Saturday was supposedly my mum's one yr death anniversary according to indian's tradition. Dunno why is tt so when feb 11 is suppose to be the exact one yr period! For me, i think i will be really down on feb 11 itself cos already i feel slightly low. Cant believe one yr had past so fast. The last time i teared thinking about it was not very long ago too. Its within the past seven days. And yea, sat i wasnt feeling gd at all. It was painful to do the prayers for my mum's photo and buy her all her fav food. Never imagined tt i would be doing this for her. Wished all this never happened and it was all part of a huge nightmare. Well, ehhhhhhh!!!!!!!!!!!!!
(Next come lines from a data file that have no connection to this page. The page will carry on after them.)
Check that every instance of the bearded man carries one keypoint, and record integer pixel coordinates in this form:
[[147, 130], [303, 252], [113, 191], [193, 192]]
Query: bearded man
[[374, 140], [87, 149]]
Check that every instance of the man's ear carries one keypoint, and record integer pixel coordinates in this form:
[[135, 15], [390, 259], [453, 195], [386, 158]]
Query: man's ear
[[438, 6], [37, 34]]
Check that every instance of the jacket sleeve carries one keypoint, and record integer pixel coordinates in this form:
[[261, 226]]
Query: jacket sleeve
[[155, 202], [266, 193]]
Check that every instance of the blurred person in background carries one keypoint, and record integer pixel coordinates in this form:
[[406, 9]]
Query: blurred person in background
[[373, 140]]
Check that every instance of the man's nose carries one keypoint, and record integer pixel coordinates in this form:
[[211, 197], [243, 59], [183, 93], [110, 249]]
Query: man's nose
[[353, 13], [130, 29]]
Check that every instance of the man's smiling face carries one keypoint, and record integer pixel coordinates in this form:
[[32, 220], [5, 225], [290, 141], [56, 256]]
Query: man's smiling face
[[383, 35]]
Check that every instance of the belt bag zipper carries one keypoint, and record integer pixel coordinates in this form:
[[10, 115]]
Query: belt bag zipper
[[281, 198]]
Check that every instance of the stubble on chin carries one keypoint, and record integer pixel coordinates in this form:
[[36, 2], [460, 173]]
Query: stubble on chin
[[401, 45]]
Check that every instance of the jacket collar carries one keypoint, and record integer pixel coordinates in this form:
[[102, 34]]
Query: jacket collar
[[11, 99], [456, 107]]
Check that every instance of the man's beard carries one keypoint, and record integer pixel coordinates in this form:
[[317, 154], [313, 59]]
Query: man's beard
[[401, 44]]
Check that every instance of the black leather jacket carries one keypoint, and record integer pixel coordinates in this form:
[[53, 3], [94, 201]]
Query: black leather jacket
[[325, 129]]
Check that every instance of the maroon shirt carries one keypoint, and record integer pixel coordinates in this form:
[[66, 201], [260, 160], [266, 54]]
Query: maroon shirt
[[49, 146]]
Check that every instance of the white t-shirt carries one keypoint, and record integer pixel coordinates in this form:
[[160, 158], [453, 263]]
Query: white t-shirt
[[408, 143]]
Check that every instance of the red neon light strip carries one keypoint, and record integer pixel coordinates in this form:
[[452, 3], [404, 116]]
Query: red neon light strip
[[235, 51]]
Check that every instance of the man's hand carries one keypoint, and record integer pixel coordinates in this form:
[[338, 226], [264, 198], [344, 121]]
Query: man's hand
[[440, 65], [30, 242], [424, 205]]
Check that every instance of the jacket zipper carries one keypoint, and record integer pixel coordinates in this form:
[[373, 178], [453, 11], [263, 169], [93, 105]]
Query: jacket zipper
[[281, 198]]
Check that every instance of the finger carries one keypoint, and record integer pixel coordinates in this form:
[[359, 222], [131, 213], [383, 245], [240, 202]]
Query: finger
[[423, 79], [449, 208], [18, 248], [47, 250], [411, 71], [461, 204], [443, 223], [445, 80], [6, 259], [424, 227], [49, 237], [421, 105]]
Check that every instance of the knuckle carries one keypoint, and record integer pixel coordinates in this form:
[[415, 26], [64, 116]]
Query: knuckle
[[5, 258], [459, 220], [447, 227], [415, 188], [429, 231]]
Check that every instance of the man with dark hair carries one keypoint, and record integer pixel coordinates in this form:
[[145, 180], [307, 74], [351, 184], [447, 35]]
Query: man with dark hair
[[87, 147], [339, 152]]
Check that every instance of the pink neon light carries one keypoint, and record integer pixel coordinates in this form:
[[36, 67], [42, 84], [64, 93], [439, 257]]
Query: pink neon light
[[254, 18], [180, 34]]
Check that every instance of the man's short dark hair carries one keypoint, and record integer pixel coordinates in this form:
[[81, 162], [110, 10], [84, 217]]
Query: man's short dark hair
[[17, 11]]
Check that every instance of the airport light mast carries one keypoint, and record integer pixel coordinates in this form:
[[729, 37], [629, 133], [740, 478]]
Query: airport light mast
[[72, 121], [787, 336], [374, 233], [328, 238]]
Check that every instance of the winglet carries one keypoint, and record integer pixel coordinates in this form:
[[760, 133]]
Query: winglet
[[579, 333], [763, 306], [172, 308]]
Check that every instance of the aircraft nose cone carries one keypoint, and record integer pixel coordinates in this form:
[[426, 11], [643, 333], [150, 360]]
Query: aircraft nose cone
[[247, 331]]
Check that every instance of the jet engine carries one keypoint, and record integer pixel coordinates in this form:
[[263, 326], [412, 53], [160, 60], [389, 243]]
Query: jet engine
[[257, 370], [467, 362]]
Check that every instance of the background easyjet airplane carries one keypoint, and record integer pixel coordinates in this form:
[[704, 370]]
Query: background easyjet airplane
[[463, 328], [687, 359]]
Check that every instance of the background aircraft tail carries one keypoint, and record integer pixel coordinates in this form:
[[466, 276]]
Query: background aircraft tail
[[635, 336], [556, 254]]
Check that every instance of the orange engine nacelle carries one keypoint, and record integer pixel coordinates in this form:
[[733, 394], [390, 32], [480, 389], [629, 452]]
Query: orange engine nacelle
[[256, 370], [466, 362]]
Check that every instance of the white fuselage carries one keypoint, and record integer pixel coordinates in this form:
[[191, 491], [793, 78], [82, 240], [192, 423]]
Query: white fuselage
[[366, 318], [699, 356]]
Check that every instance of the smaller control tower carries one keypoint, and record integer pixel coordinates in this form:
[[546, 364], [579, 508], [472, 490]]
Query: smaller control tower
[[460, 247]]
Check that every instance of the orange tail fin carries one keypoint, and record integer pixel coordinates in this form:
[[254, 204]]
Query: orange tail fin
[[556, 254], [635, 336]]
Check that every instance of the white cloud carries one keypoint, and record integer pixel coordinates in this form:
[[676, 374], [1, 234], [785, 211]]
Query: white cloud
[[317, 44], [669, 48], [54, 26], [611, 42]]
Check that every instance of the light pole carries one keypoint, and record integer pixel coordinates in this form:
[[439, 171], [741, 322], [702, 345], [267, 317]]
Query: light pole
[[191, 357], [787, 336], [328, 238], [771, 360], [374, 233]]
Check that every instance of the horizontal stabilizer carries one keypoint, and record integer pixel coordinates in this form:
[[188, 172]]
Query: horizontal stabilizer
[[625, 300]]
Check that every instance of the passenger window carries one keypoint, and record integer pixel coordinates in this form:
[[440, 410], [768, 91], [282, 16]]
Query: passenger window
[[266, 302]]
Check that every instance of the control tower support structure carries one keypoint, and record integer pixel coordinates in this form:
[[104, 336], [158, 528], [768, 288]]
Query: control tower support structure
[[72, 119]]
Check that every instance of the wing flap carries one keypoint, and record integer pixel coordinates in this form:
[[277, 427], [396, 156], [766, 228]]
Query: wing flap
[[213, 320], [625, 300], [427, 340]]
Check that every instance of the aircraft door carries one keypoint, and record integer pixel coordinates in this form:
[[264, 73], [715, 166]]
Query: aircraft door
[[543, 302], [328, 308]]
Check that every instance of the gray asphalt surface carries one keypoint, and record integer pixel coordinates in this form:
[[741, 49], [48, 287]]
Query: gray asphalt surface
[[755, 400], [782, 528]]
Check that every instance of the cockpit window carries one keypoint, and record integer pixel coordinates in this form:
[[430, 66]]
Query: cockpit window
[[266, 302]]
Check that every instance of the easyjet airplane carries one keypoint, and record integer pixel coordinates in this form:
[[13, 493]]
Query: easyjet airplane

Sunday was the only day i had for my studies. I did try to put it to gd use. Did work relatively well. Managed to prepare well for my maths test which was on the next day. Met up with faye at northpoint at ard noon cos she didnt know wat else to do there as her rockclimbing class was 2hrs away. Enjoyed talking to her and telling her quite a number of stuff tt was happening in my life. It feels very nice when u actually let out important stuff to a very trustworthy and longtime fren. Enjoyed my time while with her!
I have come to a conclusion tt driving to sch everyday would be a stupid idea as it is gonna cos me hell lots for petrol. Based on my calculations, it will cost me 80 dollar more if i drive twice a week and 160 more if i drive everyday! Guess i'll go with once a week which will still cost me 40 dollar more for transport per month!
Dunno why but i find it very hard to sleep. I was actually half asleep yesterday and i was quite stunned tt my whole life jus like flashed past. I mean from the time i was a kid in kindergarten, then pri sch, followed by sec and so on! Everything was so real and was so true. Dunno how come those images still stay frsh in my brains but yea kinda weird. Normally i heard a person who is gonna pass away will have such weird moments. Hahaha. Not tt i am gonna die but its shocking tt such moments do happen to me too. Very tired now. This weekend is thaipusam and i'll be joining in for my fren's kavadi. Sch pace is starting to pick up. Not tt it was slow in the first place. Its actually too fast for me now i feel with a lots of tests coming up in such limited amt of time. Haiz. Someone, pls save me! Adiyos!!!